Im Mai vergangenen Jahres sollen Klima-Aktivisten der Gruppe "Letzte Generation" die Kerosin-Leitung des Köln/Bonner Flughafens abgedreht haben - heute Nachmittag beginnt am Bonner Amtsgericht ein Prozess gegen die Beiden.

© RBRS / Sebastian Derix

In der Nähe von Bornheim sollen sie das Notabschaltventil der Pipeline ausgelöst und so die Versorgung für den Flughafen unterbrochen haben, teilen die Aktivisten mit. Sie sagen, dass das eher symbolisch gewesen sei, weil zu dem Zeitpunkt kein Kerosin durch die Leitung geflossen sei. Der Protest richtete sich gegen die Bundesregierung, die bis 2030 aus den fossilen Brennstoffen aussteigen soll. Die Anklagen lauten auf Sachbeschädigung, Hausfriedensbruch und Störung öffentlicher Betriebe.
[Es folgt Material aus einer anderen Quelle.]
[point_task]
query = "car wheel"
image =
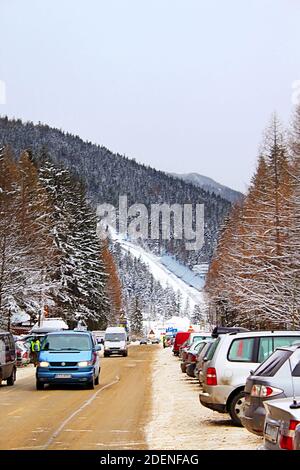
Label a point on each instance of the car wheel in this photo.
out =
(235, 408)
(40, 385)
(91, 384)
(97, 378)
(11, 380)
Reaktionen dazu kamen bereits unter anderem von Fridays und den Parents for Future Bonn. Sie fordern mehr auf den Hintergrund der Aktionen zu achten, also die Bedrohung durch die Klimakrise, anstatt die Aktivisten wie Kriminelle zu behandeln. Sie fordern daher in einer Mitteilung: "Klima schützen statt Klimaschutz-Aktivistinnen und Aktivisten kriminalisieren!"